Enfin, annonce inattendue bien que dans la continuité du plan Ecophyto II+, présenté le 10 avril 2019, qui a pour objectif de réduire l’utilisation des pesticides à hauteur de 50% d’ici 2025 et de sortir du glyphosate pour une majorité des usages d’ici 2020, le PLFSS prévoit la création d’un fonds d’indemnisation des victimes de pesticides qui devrait faciliter « la reconnaissance des maladies professionnelles liées aux pesticides en rendant la procédure plus simple, plus juste et homogène sur le territoire » et « indemniser plus équitablement les victimes professionnelles de pesticides, en améliorant la réparation des exploitants agricoles, moins favorable aujourd’hui que celle des salariés agricoles ».

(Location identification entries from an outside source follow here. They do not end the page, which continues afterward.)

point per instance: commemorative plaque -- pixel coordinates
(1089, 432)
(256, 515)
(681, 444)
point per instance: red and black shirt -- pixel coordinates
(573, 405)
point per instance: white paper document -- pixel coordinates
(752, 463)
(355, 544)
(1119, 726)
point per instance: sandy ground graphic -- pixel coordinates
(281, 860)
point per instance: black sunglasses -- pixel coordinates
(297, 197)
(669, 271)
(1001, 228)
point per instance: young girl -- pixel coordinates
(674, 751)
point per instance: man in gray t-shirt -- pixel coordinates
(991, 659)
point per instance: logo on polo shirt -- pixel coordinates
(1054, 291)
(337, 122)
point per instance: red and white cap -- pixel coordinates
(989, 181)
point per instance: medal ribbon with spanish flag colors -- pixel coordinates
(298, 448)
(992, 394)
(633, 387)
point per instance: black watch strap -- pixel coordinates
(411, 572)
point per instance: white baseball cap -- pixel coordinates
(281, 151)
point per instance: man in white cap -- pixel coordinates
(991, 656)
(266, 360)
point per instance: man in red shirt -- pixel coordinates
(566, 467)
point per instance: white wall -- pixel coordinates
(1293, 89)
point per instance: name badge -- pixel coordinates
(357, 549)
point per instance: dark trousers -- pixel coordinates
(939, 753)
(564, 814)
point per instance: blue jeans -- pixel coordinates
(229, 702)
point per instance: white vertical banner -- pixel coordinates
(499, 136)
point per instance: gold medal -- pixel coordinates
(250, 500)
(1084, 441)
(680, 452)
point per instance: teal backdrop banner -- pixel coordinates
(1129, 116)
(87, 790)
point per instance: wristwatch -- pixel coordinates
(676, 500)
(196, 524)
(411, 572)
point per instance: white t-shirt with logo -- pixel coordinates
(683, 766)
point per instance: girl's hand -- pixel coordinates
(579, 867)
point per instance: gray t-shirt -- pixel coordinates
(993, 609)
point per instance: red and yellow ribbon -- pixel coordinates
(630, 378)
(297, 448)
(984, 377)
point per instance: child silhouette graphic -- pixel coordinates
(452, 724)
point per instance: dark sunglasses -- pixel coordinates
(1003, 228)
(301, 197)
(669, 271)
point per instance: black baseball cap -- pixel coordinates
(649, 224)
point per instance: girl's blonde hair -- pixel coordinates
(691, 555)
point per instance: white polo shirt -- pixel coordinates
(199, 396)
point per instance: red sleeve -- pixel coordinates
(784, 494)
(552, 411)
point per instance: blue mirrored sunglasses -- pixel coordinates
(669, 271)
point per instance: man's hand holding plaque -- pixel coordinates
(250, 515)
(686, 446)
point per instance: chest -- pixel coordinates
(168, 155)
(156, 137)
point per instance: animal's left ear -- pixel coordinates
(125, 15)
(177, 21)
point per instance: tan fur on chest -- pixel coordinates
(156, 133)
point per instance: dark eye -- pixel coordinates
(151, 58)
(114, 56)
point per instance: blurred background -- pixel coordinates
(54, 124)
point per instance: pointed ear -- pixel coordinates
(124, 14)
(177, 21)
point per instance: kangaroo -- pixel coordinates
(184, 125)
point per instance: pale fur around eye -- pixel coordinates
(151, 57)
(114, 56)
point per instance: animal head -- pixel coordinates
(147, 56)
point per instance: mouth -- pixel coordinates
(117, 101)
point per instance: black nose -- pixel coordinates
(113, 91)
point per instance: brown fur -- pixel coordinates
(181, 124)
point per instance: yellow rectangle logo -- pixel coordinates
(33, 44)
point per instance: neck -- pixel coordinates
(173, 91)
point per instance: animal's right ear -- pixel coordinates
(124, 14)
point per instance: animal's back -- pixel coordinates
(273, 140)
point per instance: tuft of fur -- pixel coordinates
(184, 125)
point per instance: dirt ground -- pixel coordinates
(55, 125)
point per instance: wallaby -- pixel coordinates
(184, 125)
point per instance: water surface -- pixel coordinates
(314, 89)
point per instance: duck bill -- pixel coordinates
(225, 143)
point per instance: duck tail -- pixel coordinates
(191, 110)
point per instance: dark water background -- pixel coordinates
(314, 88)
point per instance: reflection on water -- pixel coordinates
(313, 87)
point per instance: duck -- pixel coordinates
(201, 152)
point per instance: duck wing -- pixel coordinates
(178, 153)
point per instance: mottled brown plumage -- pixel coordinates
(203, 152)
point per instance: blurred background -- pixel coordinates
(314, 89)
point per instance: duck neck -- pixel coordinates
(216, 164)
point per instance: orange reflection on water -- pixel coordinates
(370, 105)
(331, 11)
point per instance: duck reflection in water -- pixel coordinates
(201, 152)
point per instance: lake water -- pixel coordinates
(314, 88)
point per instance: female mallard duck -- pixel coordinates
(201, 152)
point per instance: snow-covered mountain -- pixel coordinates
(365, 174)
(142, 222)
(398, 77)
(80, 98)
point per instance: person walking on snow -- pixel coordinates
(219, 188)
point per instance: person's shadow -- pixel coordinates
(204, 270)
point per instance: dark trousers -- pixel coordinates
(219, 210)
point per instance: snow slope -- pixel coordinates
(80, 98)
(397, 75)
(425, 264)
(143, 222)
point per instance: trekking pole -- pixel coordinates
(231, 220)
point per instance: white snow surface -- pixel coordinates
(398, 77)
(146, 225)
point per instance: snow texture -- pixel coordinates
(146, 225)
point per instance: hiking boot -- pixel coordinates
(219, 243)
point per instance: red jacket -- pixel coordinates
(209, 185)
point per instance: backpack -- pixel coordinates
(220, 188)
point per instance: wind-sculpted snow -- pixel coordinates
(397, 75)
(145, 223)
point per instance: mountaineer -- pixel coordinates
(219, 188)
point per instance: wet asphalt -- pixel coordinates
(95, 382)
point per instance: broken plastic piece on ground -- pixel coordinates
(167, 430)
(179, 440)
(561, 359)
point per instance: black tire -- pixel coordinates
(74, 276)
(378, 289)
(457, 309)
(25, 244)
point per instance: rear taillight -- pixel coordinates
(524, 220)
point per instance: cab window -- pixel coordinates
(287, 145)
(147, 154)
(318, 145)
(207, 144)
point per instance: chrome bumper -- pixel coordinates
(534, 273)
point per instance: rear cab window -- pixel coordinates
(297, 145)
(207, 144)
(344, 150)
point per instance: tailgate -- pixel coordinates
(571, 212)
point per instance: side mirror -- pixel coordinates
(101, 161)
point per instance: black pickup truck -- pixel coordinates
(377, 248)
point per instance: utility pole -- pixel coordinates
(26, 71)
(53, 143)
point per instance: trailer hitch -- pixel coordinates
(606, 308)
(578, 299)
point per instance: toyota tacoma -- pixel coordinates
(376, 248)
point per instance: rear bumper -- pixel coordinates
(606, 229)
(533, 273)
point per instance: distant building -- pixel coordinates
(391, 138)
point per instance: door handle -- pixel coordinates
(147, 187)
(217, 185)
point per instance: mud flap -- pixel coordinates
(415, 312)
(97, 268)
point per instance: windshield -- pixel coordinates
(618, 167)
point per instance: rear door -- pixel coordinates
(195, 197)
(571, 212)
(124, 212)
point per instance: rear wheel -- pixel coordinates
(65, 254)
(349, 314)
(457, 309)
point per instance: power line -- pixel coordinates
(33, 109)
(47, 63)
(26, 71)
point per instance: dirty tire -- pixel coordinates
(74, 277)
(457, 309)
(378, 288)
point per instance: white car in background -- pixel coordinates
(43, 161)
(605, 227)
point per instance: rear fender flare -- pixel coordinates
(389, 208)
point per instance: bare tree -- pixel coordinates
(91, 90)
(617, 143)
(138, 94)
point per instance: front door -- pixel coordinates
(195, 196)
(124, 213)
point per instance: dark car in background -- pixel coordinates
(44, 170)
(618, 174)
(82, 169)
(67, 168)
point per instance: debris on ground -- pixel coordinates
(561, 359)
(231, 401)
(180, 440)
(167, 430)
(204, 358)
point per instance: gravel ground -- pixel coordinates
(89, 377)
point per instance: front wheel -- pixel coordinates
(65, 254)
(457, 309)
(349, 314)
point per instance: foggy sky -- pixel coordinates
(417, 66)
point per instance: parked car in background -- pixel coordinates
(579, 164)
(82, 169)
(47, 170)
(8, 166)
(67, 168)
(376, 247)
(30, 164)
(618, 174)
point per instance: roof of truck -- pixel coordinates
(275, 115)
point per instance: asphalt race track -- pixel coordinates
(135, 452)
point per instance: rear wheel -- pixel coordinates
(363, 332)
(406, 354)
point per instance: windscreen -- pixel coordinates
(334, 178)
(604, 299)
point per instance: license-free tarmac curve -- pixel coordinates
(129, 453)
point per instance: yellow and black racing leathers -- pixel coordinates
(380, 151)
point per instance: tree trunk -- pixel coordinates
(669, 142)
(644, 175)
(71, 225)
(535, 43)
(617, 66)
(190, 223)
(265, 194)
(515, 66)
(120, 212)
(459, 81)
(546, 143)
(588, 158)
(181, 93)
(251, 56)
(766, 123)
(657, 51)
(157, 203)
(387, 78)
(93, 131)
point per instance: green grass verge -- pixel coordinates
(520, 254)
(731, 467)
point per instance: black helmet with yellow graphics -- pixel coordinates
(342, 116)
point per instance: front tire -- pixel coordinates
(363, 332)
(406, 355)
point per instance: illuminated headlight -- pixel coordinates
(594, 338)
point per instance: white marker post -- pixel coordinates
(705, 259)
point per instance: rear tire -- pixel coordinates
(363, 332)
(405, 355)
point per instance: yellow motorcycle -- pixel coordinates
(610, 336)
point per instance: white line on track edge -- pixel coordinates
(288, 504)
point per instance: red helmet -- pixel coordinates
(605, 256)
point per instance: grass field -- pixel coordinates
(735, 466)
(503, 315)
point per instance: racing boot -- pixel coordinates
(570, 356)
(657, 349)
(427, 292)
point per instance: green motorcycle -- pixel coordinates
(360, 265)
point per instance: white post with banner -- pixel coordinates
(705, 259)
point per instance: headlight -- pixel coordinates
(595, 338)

Les dépenses du fonds, après une montée en charge progressive en 2020 et 2021 devraient atteindre 53 M€ d’ici 2022.

Ce PLFSS entérine également un certain nombre de mesures déjà dévoilées ces derniers jours : la création d’un contrat unique de « début d’exercice », la mise en place de soins « post-cancer » remboursés intégralement ou la diminution du reste à charge pour certains dispositifs médicaux et en particulier les fauteuils roulants.

F.H.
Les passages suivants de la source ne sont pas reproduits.